Inside the Senate Finance committee room, University of Texas President Bill Powers gave a technical testimony on the impact of state budget cuts to higher ed. In the hallway outside the meeting, the message was a little simpler—and a lot louder.
More than 100 students from the University of Texas—some skipping class—gathered to protest against the heavy cuts being proposed to the University of Texas under SB1, the Senate budget bill. The group was loud, proud and diverse, many carrying signs and wearing bright red t-shirts emblazoned with a fist of protest. All the student protestors said that budget cuts would affect them directly.
“The way these cuts trickle down affect my academic health,” Caitlin Eaves, an Arabic and Gender studies major, said. “[Lawmakers] make these decisions in tiny rooms and never see how these cuts directly hurt us. They need to know we hold them accountable.”
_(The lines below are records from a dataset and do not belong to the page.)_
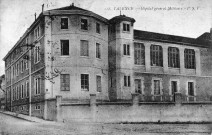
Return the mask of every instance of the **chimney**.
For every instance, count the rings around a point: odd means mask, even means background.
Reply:
[[[35,13],[35,20],[36,20],[36,13]]]

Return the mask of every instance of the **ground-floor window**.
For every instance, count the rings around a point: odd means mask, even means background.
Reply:
[[[130,87],[130,76],[124,76],[124,86]]]

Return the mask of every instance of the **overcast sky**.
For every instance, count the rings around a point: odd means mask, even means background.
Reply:
[[[0,0],[0,75],[7,52],[34,21],[34,13],[75,6],[107,19],[120,14],[133,17],[135,29],[196,38],[212,26],[211,0]]]

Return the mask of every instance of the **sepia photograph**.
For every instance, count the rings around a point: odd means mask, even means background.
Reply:
[[[212,135],[212,1],[0,0],[0,135]]]

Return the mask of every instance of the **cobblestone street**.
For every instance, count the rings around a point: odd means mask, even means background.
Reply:
[[[209,124],[89,124],[29,122],[0,113],[1,135],[211,135]]]

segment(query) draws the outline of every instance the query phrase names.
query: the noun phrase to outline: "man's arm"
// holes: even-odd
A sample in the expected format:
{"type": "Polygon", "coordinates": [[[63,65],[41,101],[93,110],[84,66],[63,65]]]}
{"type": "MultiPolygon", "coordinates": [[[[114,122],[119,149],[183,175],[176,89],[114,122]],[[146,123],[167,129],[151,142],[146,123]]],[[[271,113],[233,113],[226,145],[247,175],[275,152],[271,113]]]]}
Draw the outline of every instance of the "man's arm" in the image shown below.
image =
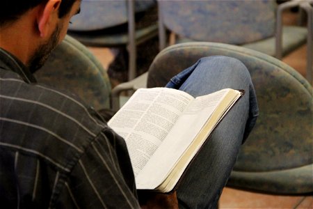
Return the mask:
{"type": "Polygon", "coordinates": [[[131,167],[128,153],[127,150],[123,153],[121,140],[108,129],[90,144],[60,195],[61,203],[65,208],[68,204],[80,208],[140,208],[132,169],[127,167],[131,167]],[[117,153],[125,155],[118,158],[117,153]],[[125,162],[121,164],[121,160],[125,162]],[[125,171],[131,171],[127,180],[126,173],[122,173],[125,171]]]}

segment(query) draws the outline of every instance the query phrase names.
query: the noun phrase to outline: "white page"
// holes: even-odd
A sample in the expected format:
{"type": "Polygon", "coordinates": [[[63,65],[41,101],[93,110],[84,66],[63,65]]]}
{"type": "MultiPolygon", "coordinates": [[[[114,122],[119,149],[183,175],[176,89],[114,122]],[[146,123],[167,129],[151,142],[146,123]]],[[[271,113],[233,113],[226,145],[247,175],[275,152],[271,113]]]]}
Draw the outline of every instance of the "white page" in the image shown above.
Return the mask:
{"type": "Polygon", "coordinates": [[[181,116],[163,143],[136,176],[137,189],[153,189],[165,180],[227,91],[198,97],[190,104],[190,109],[181,116]]]}

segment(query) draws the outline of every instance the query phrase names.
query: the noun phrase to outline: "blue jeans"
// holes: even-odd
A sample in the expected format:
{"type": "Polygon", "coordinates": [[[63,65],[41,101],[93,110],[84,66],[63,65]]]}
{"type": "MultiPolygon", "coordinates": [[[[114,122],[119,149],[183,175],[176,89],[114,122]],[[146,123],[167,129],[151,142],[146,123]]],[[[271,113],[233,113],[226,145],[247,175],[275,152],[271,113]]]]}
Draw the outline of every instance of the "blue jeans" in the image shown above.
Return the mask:
{"type": "Polygon", "coordinates": [[[178,187],[179,208],[216,208],[241,145],[258,115],[249,72],[234,58],[205,57],[174,77],[166,87],[195,97],[225,88],[246,91],[209,137],[178,187]]]}

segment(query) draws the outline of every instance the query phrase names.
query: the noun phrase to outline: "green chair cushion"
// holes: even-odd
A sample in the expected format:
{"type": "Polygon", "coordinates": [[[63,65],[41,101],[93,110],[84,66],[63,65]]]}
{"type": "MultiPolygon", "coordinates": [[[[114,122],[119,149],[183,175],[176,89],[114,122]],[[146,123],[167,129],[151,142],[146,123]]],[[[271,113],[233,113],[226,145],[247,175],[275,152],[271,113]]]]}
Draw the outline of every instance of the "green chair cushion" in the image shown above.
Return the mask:
{"type": "Polygon", "coordinates": [[[313,173],[303,173],[303,167],[312,167],[313,163],[313,91],[312,86],[294,69],[267,54],[242,47],[187,42],[172,45],[159,54],[149,70],[147,86],[163,86],[198,59],[213,55],[234,57],[247,66],[259,108],[256,125],[242,146],[234,174],[230,176],[232,179],[235,175],[236,179],[230,180],[228,185],[238,187],[234,182],[240,179],[247,183],[242,187],[250,189],[312,192],[313,173]],[[257,173],[271,176],[271,181],[257,173]],[[305,178],[298,178],[303,176],[305,178]],[[248,176],[255,178],[246,180],[248,176]],[[282,178],[286,183],[284,188],[280,187],[282,178]]]}

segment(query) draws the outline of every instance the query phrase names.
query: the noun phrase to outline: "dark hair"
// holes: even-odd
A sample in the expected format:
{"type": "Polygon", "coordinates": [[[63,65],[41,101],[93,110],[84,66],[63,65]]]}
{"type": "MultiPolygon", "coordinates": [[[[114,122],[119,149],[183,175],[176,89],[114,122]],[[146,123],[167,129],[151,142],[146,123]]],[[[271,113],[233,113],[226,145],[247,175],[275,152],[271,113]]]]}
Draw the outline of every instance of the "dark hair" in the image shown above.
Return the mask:
{"type": "MultiPolygon", "coordinates": [[[[67,15],[76,1],[77,0],[62,0],[58,17],[61,18],[67,15]]],[[[29,10],[47,1],[48,0],[1,0],[0,26],[18,20],[29,10]]]]}

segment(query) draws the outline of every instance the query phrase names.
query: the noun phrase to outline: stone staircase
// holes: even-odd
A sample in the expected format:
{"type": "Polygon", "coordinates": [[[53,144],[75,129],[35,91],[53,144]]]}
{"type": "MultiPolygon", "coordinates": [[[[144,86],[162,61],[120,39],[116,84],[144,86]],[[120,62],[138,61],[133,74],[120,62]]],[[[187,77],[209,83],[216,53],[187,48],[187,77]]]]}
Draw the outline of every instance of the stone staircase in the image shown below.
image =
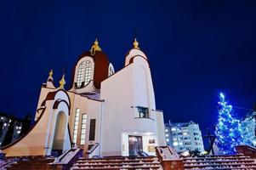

When a select group of the protestors came before the senators, they did not hold back. “The budget cuts have faces,” argued one student while another singled out Sen. Patrick, exclaiming, “Shame on you.”
The students weren’t just upset about the state budget cuts—they also took issue with the university’s proposed cuts to specific liberal arts programs, as well a gender studies and language arts, all suggested by the UT academic advisory committee. The cuts are as high as 40 and 50 percent in some areas.
“I don’t care if I am disrespect to President Powers. I was embarrassed to hear him speak … to you today about fair and equitable cuts,” began Ruben Hayslett, a representative from the grassroots group Student Speak. “You’re making a generation of people who can draw pretty triangles, but can’t think for themselves.”
Lawmakers weathered the youthful outbursts with an air of patronization.